LI: Tell us about yourself and your doctoral program.
TS: This is my fourth year in the PhD program at Boston University School of Theology, where I’m studying practical theology with a specialization in church and society.
I live here in Boston with my partner, Lindsey, who works as an event coordinator for a non-profit. We’re quite active in our home congregation, Faith Lutheran Church where we teach Sunday School to kids ages 3-9. My doctoral program has prepared me to answer, well, most of their questions.
LI: With respect to your studies, what question currently matters to you and why?
TS: In all of my theological work, I’m trying to ask questions about the relationship between academic and lived theologies. What difference does it all make? Is theology just texts about texts, or does it have a life in our churches and our communities?
This question matters to me because faith in the modern world is a challenge, its complicated, and both the formal discourses of academic theology and the everyday discourses of lived faith have something to offer. The problem is neither are that great at taking the other seriously.
LI: In what ways has the LI Doctoral Fellowship supported your formation as a theological educator?

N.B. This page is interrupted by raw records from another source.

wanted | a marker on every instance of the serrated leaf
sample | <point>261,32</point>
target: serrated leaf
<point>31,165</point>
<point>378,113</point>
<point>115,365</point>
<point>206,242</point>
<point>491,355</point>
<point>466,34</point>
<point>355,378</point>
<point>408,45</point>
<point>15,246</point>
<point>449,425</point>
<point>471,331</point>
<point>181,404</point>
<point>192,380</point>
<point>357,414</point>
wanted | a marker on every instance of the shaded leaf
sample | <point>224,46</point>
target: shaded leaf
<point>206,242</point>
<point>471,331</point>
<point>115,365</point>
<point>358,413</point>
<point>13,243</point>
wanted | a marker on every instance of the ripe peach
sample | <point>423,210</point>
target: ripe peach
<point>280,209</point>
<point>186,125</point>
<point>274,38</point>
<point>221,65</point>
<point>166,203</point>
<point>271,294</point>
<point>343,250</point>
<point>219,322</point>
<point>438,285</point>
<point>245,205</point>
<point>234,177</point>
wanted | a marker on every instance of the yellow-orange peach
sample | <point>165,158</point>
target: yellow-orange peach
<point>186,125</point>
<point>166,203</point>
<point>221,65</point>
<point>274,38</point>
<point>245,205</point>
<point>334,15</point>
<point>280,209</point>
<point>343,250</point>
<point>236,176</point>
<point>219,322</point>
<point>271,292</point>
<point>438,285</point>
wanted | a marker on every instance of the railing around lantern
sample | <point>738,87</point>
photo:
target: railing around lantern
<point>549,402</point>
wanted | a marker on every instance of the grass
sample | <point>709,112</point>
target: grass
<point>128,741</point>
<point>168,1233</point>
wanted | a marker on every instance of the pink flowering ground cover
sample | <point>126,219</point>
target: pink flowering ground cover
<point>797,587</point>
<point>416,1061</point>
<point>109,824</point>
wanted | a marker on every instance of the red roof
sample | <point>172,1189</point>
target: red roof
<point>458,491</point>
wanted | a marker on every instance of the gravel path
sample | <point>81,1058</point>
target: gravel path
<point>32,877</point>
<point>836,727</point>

TS: Two things. One, is that while most of our doctoral programs train us to be scholars in our specialized disciplines, there aren’t many chances to think about our work within the context of theological education which today brings a whole variety of challenges. Two, the actual fellowship I’ve found in my cohort comes at the perfect time. Just as coursework ends and our doctoral work becomes more solitary, this cohort has provided a vital community, one of faith and learning. Of course at the end of our programs there will be just one name on the dissertation, but that’s always partially untrue. We do this work in debt to those who walk with us along the way. This kind of support here surprised me, but I’m very grateful for it.
LI: How would you advise eligible doctoral students who are interested in applying for this fellowship?
TS: It’s helpful, I think, if you can locate yourself within the diversity of theological education: stand alone seminaries, university-based divinity schools, undergraduate programs, Catholic contexts, etc. They all bring their own particularities and it’s helpful if you can situate yourself on the map. But more than anything else, write the best essay you can. Write thoughtfully and creatively. Really demonstrate your commitment to the academy and the church.